El problema para los nostálgicos es que ese mundo cambió cuando los japoneses, necesitados de elevar sus niveles de productividad para compensar el ascenso en el precio del petróleo al inicio de los setenta, transformaron la manera de producir. En lugar de fabricar automóviles en una sola planta, especializaron sus fábricas en motores, cajas de velocidades, etcétera, a fin de elevar la productividad de una manera dramática y, con ello, la calidad de sus productos. Así nació una nueva estructura productiva fundamentada en proveedores de partes y componentes cuya localización geográfica estaría determinada no por la nacionalidad del propietario sino por la cercanía a las materias primas o mercados finales. Imposible competir contra eso desde las fábricas que existían en los sesenta en México. La única forma de sobrevivir en este mundo es competir con similares niveles de productividad. Los empresarios mexicanos que pretenden sobrevivir con favores gubernamentales no entienden que el gobierno los puede proteger pero sólo a costa de la sobrevivencia de la economía en su conjunto.
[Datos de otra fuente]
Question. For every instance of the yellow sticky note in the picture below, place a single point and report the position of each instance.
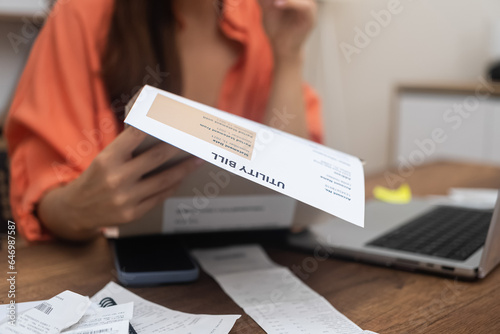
(402, 195)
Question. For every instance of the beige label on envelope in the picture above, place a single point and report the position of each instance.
(202, 125)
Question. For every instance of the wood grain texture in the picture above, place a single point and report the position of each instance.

El otro lugar en que se atoran las discusiones sobre la apertura y el papel del gobierno en el desarrollo es en el de los cotos de caza y los privilegios que persisten y por los que más de un candidato presidencial jura. Otra vez la estudiosa McCloskey**: “en el largo plazo, la aceptación de la destrucción creativa disminuyó la pobreza. De hecho, ha sido la única forma efectiva de lograrlo. En sentido contrario a sus dulces (y auto complacientes) motivaciones, las regulaciones laborales y salariales, así como la protección arancelaria y otras legislaciones progresistas no hacen sino preservar la pobreza”. Un gobierno supuestamente dedicado al desarrollo general del país y preocupado por los niveles de pobreza no puede (al menos, no debe) dedicarse a proteger empresas particulares o a subsidiarlas, como tampoco debería preservar monopolios privados o estatales. La contradicción es flagrante, pero su persistencia conduce a la deslegitimación de una política económica centrada en el beneficio al consumidor y no del productor.
La prosperidad de un país sólo se logra cuando se le da la bienvenida a empresarios e inversionistas con reglas del juego que son iguales para todos, donde no se hacen distingos ni se preservan privilegios. Es decir, una estrategia pro mercado y no pro empresa. No es lo mismo ni es igual.